My first introduction to Safford cuisine was about ten years ago, when I visited my boyfriend's family at their house in Pima, a nearby town founded by Mormon pioneers who unsuccessfully tried to name it Smithville. There's not much in Pima besides a railroad track and a '60s style ice cream shop called the Taylor Freeze — previously a Tastee Freez — that serves dinosaur chicken nuggets and fried tacos stuffed with an indistinguishable gray substance. (Actually kind of tasty.)
Safford's Mexican food can be good, and it can be not good. But there is one constant: thick flour tortillas from the area's beloved tortilla factory Mi Casa, 621 S. Seventh Ave. The recipe hasn't changed much since the early '80s, although the factory was bought out by Elsa and Jack Seballos in 2012.
Today Mi Casa produces about 900 dozen tortillas per day, distributing them throughout Safford and surrounding cities like Morenci. It's easy to take a tortilla for granted, but these really are exceptional. They're softer and fatter, but not flakey ... and liberally dusted with flour for a toothsome texture.
But until last week, that's what Safford was to me: old school Mexican food and people in cartoon white tiger shirts drinking Mountain Dew for breakfast. In other words, pretty awesome! But let's see what else we can find ...
Spumoni ice cream
Wandering around the time warp known as Safford's Main Street, I happened upon a soda shop with a large wooden bar that dates back to the early 1900s. Located in the former Rexall Best Drugstore, Candy's Ice Cream Company claims it has the only original working soda fountain in the Southwest. Whoa? I'm kicking myself now because I just got ice cream ...
At 8 a.m. on a Saturday there's a line out the door of the Olney House, a two-story Victorian that towers over the other homes in the neighborhood. That's when the Cottage Bakery opens, and if you don't get your fruit tarts and sticky sweet pecan rolls right away, it tends to sell out.
Pastry chef Ruth Dannenbrink moved her family down here from Willamette Valley, Oregon so her kids could attend the Orthodox St. Paisius Monastery. (Located at the base of Mount Graham, the monastery is known for intricate prayer ropes that are handwoven by residents.) The family lives inside the Olney House, 1104 S. Central, and runs a bed and breakfast from the cottage out back.

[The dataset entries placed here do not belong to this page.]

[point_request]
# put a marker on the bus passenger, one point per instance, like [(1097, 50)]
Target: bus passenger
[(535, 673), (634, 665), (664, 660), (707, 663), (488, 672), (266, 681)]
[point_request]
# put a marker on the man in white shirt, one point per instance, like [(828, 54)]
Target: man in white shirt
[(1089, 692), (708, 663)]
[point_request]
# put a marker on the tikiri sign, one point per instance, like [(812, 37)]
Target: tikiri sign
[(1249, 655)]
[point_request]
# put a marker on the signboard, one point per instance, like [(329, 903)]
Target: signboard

Ruth tends to start her work day baking at 3 a.m., so her daughters often run the show for customers, ringing people up and busting out trays of fresh focaccia bread. Eaten out on the provincial garden patio, I fell hard for their spinach feta croissant, a flawless rendition with a touch of melty cheese inside and a gorgeous crispy flake to the crust. I also took home some of their oat granola, and have been rationing it at home with yogurt and fresh apricots from the house in Pima.
and Mexican sushi of course...
Even though sushi is kind of exotic here (yuck, raw fish!!!), everyone's been raving about this bright orange truck that's been parked at the car wash for the last six months. It's called Sushi King Uno, the first clue that this isn't your regular Japanese joint.
The owner Raul Reconco is from Guadalajara, Mexico, and spent several years apprenticing under a sushi chef in Japan before he moved to Las Vegas and worked in a furniture store. Now he's here, pushing the envelope with creations like a California roll topped with shaved coconut and the Umekyu roll with cucumber and Mexican Chamoy sauce.
For someone working in a parking lot, Raul seems to have a high degree of technical skill. He's working in a sushi style that's often bogged down by fried foods or gummy rice, but his rolls showcased a freshness and a perfect proportion with the seaweed and fish.
He's also very creative, especially with the requisite side dish: a feisty soy sauce he makes by adding pickled jalapeños to the black brew. A brilliant fusion, and something I'd never expect to find outside of a taco truck on the south side of Tucson. Never have I seen it at a sushi place, and never — in my wildest dreams — would I think to find it in Safford, Arizona.